These days the city of Utrecht is the epicentre of roadrace cycling as the city hosts Le Grand Depart of the Tour de France. With Utrecht being the navel of the cycling world, it is amazing to see how much efforts are made to make everything going smooth. Parts of the city were renovated, like the Mariaplaats, where car space was removed to give space for terraces and promenading people. Other parts will have their complete make-over after the Tour, the parcours was a good excuse to temporary remove obstacles and rethink the design of important junctions. Also the Tour itself is a masterpiece of technique and knowledge. When the 198 racers will have their individual time trial over 13,8 kilometers, the differences will be measured on the spot in milliseconds and broadcasted for 3,5 billion spectators in 190 countries all over the world. What a difference when the daily peloton takes over the streets of Utrecht again when the professionals leave the city!
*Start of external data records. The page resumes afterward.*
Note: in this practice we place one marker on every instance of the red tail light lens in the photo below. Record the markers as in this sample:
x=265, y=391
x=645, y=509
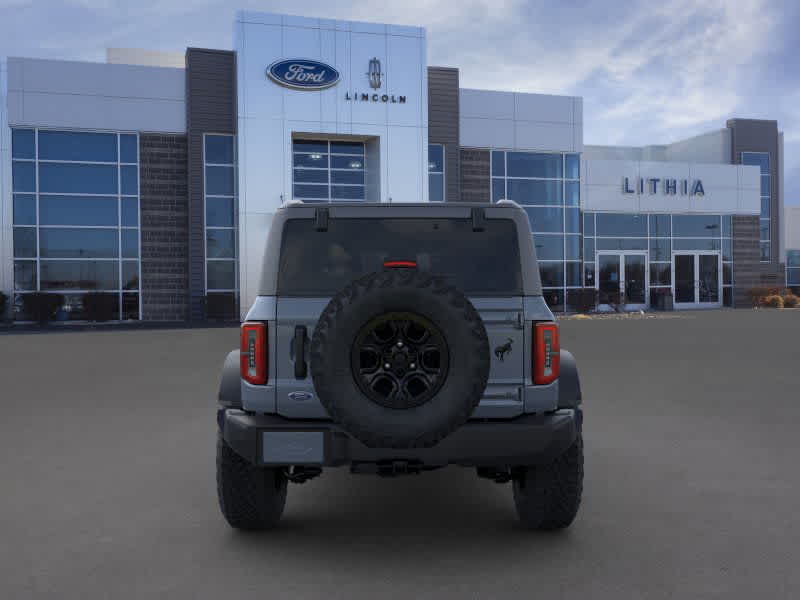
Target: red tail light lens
x=546, y=353
x=253, y=358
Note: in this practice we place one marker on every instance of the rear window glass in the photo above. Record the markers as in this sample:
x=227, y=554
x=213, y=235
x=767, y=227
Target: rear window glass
x=320, y=263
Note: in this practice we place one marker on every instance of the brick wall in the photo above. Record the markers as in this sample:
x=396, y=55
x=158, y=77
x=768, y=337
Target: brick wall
x=475, y=185
x=165, y=227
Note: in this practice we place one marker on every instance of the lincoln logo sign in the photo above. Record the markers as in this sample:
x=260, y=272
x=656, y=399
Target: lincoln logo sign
x=670, y=187
x=302, y=74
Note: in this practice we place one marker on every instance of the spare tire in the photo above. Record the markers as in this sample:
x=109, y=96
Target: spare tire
x=399, y=359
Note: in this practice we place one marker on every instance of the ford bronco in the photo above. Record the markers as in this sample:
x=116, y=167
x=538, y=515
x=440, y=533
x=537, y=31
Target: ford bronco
x=397, y=339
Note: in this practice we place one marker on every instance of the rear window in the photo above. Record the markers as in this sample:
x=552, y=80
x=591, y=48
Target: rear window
x=320, y=263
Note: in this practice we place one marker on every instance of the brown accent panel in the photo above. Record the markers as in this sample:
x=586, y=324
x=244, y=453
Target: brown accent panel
x=163, y=202
x=475, y=185
x=210, y=108
x=443, y=113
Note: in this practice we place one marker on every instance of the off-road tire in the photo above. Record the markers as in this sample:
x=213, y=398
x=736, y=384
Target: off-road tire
x=251, y=498
x=548, y=497
x=401, y=290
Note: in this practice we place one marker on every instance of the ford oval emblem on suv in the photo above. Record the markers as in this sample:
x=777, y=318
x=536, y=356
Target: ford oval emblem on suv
x=303, y=74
Until last year the city had very limited data of the cyclist. No fancy bicycle counters like in Copenhagen, or even Helmond, no tracking like we have in the Netherlands for public transport travellers, by the OV-Chipcard. The city counted the number of cyclists one week a year on two cordons, one in the inner city and one in the first ring. Althoug we have high cycling rates, this doesn’t mean we have a sound policy process of analysis, measures and evaluation. By tradition we have limited research and most pro-cycling decision making is done on incidental observation in the streets, educated guesses of experts and the convincing power of Fietsersbond. For me this is bothering, as a policy maker I want to rely on facts to prove the necessary measures and to allocate budget. And besides the city of Utrecht I have to serve other municipalities, who have even less insights in the daily pattern of their cycling population.
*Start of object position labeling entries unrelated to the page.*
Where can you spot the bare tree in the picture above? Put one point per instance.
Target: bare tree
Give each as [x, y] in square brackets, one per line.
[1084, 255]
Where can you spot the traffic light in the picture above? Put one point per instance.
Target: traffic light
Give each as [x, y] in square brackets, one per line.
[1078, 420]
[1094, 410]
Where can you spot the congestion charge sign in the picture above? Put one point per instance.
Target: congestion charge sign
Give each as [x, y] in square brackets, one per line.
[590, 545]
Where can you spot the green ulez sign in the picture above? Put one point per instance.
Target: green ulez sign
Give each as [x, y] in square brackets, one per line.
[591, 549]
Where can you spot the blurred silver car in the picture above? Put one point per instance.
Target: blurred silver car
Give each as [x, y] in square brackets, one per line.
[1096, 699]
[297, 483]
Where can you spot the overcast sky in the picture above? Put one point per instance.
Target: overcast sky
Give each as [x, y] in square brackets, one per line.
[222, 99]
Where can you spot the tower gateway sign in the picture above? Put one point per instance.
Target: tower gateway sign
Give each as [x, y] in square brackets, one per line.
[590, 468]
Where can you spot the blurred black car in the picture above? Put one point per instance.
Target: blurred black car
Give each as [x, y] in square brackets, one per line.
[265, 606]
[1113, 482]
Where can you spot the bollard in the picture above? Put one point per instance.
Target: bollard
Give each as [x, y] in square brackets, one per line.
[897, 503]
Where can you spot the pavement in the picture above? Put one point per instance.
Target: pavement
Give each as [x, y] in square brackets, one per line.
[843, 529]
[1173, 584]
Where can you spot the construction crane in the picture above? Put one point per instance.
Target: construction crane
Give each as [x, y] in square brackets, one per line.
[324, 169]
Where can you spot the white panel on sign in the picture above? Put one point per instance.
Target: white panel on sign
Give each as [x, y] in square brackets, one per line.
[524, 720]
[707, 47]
These municipalities apply for grants at the Province (in the past at the Region of Utrecht) to improve the bicycle network, but in times of limited budgets it is hard to weigh the different measures in different municipalities. And, as the bicycle network in the Netherlands and specially in the Utrecht region is rather mature, network improvements are costly, like the building of bridges and tunnels. So, there is demand for better insights in the travel pattern of our population and the possibilities to improve their quality of journey. It was by coincidence of visiting a Velo-city conference abroad I encountered the transport model skills of a Finnish company. Their approach is different of the traditional models, who have cycling included, but on a very vestigial way. In the Finnish approach all individuals are modelled, based on a sample of diary information, and placed on a very detailed network. This approach serves better to the dense pattern of cyclists in cities.
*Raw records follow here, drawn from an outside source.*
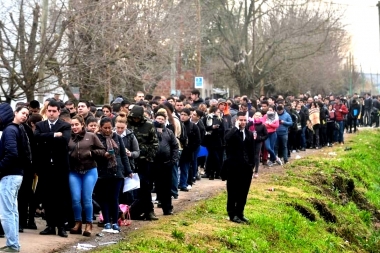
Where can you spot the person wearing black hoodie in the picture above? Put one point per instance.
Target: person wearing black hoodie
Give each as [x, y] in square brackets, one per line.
[260, 134]
[146, 136]
[15, 157]
[196, 99]
[167, 155]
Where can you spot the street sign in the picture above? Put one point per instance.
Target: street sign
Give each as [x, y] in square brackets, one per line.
[198, 84]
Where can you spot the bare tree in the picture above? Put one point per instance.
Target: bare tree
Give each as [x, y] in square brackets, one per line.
[260, 42]
[22, 51]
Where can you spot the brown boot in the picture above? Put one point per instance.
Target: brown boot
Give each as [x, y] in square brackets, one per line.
[77, 229]
[88, 229]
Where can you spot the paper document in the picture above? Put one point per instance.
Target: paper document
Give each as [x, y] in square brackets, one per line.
[131, 183]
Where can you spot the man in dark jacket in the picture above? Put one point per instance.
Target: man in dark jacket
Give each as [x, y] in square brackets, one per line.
[165, 159]
[52, 137]
[194, 140]
[239, 164]
[148, 143]
[367, 110]
[197, 100]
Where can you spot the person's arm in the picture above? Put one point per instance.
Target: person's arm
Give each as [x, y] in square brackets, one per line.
[135, 146]
[9, 142]
[40, 135]
[124, 158]
[287, 121]
[97, 147]
[230, 134]
[173, 148]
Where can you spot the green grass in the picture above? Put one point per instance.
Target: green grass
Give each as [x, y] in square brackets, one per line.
[345, 187]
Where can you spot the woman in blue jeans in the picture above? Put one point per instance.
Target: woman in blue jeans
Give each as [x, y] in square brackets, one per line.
[271, 122]
[15, 157]
[84, 148]
[112, 169]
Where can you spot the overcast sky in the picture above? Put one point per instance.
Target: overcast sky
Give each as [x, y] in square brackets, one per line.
[362, 21]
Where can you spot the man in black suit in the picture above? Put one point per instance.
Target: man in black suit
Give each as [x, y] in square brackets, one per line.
[52, 137]
[239, 165]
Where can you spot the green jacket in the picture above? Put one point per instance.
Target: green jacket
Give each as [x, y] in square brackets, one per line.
[145, 133]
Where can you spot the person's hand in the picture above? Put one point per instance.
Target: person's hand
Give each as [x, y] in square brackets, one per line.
[57, 134]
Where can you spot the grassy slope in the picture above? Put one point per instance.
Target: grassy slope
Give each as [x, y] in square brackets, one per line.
[345, 188]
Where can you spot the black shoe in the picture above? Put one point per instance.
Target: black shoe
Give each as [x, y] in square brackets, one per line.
[169, 212]
[236, 219]
[48, 231]
[151, 216]
[243, 219]
[62, 232]
[31, 225]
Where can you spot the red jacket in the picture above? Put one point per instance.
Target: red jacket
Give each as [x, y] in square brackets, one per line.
[339, 116]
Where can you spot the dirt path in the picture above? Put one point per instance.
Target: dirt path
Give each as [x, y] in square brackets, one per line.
[32, 242]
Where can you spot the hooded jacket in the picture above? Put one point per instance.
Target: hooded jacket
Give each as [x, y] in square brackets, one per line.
[196, 104]
[168, 145]
[13, 159]
[145, 133]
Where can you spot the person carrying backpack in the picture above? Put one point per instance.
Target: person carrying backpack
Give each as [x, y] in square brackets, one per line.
[15, 157]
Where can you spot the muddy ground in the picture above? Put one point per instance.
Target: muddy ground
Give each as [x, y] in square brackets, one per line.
[32, 242]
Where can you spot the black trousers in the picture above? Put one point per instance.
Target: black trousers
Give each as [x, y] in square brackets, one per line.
[214, 161]
[238, 183]
[146, 184]
[55, 191]
[163, 185]
[26, 200]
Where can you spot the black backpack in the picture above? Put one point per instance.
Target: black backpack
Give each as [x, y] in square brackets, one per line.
[183, 138]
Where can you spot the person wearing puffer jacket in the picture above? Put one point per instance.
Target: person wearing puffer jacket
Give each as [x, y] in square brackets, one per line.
[285, 121]
[167, 155]
[260, 134]
[271, 122]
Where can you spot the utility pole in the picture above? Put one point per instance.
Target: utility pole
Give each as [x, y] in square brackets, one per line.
[378, 6]
[41, 70]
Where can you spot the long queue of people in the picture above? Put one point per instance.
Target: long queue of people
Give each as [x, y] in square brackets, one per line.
[67, 153]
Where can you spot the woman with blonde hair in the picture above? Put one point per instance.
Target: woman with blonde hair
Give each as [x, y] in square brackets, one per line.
[84, 148]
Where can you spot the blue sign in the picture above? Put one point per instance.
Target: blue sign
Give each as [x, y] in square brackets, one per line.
[198, 84]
Test model with a surprise
Luckily I got the chance to try the modeling for a sample for the campus area in Utrecht. Most readers will know there is massive cycling every day to and from the University, and as the number of institutions was rather limited, I could get acces to origin data of the employees and students. For the network data we make use of the network gathered by the volunteers of Fietsersbond for their unbeaten journey planner. The very accurate geographical data is enriched by hundreds of volunteers for the kind and quality of the surface, and also with less objective qualities like pleasantness and attractiveness of the surroundings. A very good source to base the route choice algorithm on, although the model still surprises me. In the test model i found an oddity and to find out the truth, I went out in the rush hour to see it myself. My Velo-city presentation of this year was about this surprise, it turned out the model found a route that is used by thousands of cyclists, but is not on the map of main cycle routes!
Full model under construction
Last week we presented the full model for the province of Utrecht for a selection of experts. The model is still under construction, we must validate it with countings, route tracking apps and other nifty location based tools. And we still have some issues to solve. The share of bike & train trips (a huge share of traffic in some parts of the cities!) is inaccurate, due to the limited number of registered trips in the diary data. We also face the inaccuracy of national diary data for a lot of bicycle trips to cafes and bars in the centres of cities. And we have the so-called “lunchbox problem” for the primary schools. These schools generate a lot of bicycle traffic for trips on a very short distance, less than one kilometer. Important to have them in the model too. Some schools still have a long lunch break to give children the option to cycle home and have lunch there. Logically this doubles the number of bicycle trips to those schools. I was told this typical Dutch habit is in use at 25% of the primary schools, but it is unclear which have this long lunch break, and which not. Any suggestion for an automated solution is welcome.
Preview of the model
The model itself is currently working as an webbased map and will be public available in the future for consultation. Until now I leave you with some screenshots. The numbers represent an average day, keep in mind we have large differences during the day, in the week and even in the year. The color differences represent the “bike ability index” calculated for the network by attributes of the links, blue is poor, purple better and red (not on this map excellent.
As a bonus the model also delivers an outcome for pedestrians, unique for the Netherlands, but very, very unreliable. Specially this weekend, when hundreds of thousands of spectators are expected for watching the Tour de France and celebrating the best bicycle city of the world.